Ho visto Angelo Bonelli dei Verdi e Nicola Fratoianni di Sinistra Italiana ieri sera su La7. Quel poco che ho capito è che sono contrari a quasi tutto: contro la Nato, contro gli aiuti all’Ucraina, contro l’agenda Draghi per il PNRR, contro le trivellazioni in Adriatico.
Ma quello che mi ha colpito di più è la loro avversione al rigassificatore da piazzare a Piombino.
Perché sono contro ? Le motivazioni da loro espresse appaiono vaghe e inconsistenti: nuoce al turismo, inquina, è pericoloso, può creare incidenti.
Ma quando mai ? In Spagna i rigassificatori per ora sono sette e non hanno mai creato problemi o pericoli. E neanche inquinamento.
Intanto, bisogna capire che il rigassificatore consiste in una nave attraccata in porto (dove difficilmente i turisti vanno a fare il bagno) e che le strutture a terra riguardano la distribuzione del gas.
Fratoianni e Bonelli riconoscono che a breve-medio termine le necessità energetiche italiane hanno ancora bisogno di gas.
E allora dove prenderlo nel caso la Russia chiudesse ancora di più i rubinetti?
Non c’è risposta chiara.
Naturalmente parlano di eolico e solare, ma loro stessi ammettono che ci vorranno anni per arrivare a una fornitura risolutiva.
Però, comunque, no a Piombino. Siamo fuori dal buon senso.

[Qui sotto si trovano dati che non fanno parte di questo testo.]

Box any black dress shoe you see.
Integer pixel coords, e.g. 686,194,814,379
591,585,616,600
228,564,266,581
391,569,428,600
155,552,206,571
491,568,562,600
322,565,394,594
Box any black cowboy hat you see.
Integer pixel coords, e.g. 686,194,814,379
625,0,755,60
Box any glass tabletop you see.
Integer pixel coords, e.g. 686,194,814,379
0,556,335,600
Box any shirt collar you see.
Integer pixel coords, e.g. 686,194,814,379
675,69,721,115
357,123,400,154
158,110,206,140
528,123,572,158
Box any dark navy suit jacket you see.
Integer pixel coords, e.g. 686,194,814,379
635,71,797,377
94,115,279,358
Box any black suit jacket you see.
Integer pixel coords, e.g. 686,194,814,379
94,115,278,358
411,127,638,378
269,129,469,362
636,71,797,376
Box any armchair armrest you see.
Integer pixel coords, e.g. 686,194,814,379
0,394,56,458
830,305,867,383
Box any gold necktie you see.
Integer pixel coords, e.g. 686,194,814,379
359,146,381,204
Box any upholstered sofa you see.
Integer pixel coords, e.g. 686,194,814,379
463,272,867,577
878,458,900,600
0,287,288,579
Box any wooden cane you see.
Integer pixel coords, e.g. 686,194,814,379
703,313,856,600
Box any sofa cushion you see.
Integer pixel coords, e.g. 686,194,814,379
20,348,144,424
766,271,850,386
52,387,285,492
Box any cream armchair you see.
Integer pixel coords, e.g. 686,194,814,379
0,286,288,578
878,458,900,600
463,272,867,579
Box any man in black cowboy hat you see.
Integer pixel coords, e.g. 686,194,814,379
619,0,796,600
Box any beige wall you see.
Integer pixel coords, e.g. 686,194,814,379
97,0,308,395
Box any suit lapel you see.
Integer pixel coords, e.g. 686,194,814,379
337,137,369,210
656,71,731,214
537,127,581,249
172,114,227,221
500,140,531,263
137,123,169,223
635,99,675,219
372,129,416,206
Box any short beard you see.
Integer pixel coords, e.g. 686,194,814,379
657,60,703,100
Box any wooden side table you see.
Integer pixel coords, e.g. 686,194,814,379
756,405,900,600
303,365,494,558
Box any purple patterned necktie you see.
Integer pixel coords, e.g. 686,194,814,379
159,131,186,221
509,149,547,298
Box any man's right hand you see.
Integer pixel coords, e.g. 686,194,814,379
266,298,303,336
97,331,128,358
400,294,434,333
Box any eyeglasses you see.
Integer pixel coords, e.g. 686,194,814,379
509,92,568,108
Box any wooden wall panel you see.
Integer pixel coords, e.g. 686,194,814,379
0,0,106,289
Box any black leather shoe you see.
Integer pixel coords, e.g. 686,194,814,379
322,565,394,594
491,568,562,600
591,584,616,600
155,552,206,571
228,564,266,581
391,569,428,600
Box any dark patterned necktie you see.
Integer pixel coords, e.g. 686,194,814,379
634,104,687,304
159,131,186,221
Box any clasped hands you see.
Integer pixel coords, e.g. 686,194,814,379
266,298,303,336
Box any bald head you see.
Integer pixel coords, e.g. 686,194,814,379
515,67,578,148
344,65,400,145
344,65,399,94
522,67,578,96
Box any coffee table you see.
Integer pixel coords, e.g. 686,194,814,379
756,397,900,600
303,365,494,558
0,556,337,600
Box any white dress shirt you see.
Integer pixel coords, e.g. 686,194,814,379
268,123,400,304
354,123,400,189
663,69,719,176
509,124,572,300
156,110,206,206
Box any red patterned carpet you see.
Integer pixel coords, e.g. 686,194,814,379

All’inizio degli anni ’90, in piena polemica sul nucleare, l’Espresso mi mandò a fare un’inchiesta sulle centrali francesi. Andai dove se ne stava costruendo una nel sud del paese (non ho ricordi precisi al momento). Chiesi al sindaco di una cittadina vicina al nuovo impianto se non c’erano state proteste della gente, manifestazioni.
Certo che ci sono state, mi ha risposto, ma a un certo punto è arrivata una comunicazione del governo che stabiliva che quell’impianto riguardava “l’interesse nazionale”.
E difronte a questo nessuno si è più permesso di protestare.